Indiana Toll Road Concession Company
- Company type: Subsidiary concession company
- Industry: Toll road
- Founded: June 30, 2006; 18 years ago
- Headquarters: Elkhart, Indiana
- Parent: IFM Investors
- Website: www.indianatollroad.org

= Indiana Toll Road Concession Company =

ITR Concession Company LLC (ITRCC) is a subsidiary of IFM Investors that operates and maintains the Indiana East–West Toll Road. ITRCC has its headquarters in Elkhart, Indiana. ITRCC assumed this responsibility from the Indiana Department of Transportation on June 30, 2006, in accordance with a 75-year lease agreement, included as part of the 2005 "Major Moves" legislation proposed by Governor Mitch Daniels and enacted by the Indiana General Assembly in November 2005.

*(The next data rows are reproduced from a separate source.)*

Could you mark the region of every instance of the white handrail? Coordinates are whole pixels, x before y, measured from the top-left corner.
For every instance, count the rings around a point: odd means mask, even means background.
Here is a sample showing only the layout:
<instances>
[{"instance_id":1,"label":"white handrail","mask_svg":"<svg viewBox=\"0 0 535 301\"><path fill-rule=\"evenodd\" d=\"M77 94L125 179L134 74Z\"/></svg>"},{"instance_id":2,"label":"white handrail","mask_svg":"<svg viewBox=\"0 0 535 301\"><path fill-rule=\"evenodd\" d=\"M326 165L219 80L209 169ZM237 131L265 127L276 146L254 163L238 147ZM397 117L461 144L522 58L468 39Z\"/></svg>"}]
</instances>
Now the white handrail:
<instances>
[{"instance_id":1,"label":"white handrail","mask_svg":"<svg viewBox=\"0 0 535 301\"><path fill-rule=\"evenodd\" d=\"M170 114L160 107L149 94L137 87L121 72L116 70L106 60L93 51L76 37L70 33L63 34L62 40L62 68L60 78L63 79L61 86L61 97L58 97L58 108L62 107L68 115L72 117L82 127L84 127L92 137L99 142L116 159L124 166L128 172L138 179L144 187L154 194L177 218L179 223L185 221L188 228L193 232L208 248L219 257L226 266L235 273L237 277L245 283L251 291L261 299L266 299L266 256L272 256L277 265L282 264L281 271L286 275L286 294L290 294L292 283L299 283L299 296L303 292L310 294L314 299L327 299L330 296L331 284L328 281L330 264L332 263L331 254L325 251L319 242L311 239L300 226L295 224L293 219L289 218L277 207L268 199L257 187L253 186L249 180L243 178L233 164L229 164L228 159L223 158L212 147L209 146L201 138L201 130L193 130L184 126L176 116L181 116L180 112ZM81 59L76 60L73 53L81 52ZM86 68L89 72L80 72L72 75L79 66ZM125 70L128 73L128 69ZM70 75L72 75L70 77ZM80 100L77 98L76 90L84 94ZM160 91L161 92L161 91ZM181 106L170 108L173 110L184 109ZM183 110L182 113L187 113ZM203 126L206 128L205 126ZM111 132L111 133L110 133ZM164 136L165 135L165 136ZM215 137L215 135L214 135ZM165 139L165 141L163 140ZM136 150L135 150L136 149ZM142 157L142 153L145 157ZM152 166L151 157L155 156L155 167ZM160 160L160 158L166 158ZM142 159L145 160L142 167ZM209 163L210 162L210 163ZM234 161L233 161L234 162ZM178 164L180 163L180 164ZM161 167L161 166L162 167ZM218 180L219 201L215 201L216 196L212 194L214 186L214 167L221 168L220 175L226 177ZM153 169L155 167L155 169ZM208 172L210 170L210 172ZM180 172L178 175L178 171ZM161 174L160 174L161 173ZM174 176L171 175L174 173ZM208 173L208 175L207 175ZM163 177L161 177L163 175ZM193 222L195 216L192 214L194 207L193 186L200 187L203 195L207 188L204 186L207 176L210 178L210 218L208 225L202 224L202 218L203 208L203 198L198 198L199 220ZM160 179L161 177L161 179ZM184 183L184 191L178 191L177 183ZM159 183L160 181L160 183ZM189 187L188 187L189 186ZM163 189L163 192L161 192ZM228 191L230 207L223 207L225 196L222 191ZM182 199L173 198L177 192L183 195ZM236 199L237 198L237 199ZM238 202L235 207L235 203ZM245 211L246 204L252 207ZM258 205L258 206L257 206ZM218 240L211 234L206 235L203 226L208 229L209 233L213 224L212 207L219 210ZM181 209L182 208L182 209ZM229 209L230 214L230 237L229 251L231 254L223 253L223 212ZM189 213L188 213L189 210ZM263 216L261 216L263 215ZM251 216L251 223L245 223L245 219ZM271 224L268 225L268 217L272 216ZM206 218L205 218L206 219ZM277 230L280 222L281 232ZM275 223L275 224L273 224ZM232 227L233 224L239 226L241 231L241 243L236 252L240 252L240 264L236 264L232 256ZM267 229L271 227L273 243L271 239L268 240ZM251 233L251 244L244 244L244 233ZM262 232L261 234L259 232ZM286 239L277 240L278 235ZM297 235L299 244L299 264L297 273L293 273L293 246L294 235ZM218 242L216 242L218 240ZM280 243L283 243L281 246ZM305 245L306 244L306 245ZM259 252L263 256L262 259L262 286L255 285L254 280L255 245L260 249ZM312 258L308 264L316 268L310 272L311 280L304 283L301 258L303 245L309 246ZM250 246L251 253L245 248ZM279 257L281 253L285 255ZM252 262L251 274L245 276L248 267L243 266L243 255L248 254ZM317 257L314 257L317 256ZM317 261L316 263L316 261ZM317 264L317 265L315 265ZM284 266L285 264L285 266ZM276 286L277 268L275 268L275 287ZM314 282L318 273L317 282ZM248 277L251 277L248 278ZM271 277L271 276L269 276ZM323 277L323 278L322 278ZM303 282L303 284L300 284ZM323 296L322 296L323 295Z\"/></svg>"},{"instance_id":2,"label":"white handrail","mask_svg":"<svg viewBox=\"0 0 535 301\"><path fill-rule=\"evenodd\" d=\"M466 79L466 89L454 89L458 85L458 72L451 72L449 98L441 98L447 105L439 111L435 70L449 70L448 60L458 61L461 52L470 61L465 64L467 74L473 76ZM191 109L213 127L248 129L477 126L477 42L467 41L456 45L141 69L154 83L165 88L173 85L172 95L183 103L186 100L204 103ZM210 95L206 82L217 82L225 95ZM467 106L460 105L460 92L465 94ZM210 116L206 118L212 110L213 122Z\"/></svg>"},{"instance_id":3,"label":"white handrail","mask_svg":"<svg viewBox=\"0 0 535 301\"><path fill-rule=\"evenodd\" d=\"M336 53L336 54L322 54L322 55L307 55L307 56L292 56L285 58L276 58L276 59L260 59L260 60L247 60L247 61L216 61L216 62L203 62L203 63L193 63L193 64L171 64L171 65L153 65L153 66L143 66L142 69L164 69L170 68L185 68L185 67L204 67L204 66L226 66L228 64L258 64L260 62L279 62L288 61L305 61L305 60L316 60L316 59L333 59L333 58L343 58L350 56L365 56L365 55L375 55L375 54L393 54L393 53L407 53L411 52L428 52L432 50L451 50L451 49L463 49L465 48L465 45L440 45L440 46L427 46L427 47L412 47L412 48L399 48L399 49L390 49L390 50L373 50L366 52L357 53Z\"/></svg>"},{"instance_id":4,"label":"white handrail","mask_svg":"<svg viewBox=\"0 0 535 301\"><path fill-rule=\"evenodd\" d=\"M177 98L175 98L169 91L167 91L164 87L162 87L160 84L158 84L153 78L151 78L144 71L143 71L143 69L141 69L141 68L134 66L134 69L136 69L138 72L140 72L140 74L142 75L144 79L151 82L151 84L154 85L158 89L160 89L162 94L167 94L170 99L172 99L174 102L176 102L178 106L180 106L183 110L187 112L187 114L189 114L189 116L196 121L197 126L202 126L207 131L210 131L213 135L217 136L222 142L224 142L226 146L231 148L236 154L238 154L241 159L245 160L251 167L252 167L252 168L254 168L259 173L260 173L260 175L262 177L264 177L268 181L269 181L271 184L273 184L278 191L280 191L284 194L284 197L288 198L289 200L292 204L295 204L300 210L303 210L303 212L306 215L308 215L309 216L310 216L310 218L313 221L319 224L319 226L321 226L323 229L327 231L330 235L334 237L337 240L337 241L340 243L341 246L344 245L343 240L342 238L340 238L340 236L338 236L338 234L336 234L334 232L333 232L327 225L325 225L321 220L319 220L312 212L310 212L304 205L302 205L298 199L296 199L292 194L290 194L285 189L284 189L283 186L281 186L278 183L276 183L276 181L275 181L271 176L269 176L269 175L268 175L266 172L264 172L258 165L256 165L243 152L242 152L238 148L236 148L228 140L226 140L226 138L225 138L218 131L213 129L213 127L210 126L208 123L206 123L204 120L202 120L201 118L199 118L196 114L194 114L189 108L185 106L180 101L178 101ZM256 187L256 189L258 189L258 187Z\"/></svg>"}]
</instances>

On September 22, 2014, ITRCC announced it had filed Chapter 11 bankruptcy, and that a sale process for the asset would commence. IFM Investors on March 11, 2015, announced that it had entered into a $5.725 billion agreement for the right to operate the Indiana Toll Road and collect toll revenue. On May 27, 2015, IFM announced it had reached financial close on its acquisition of ITRCC, and thus inherited the remaining 66 years of the concession lease agreement.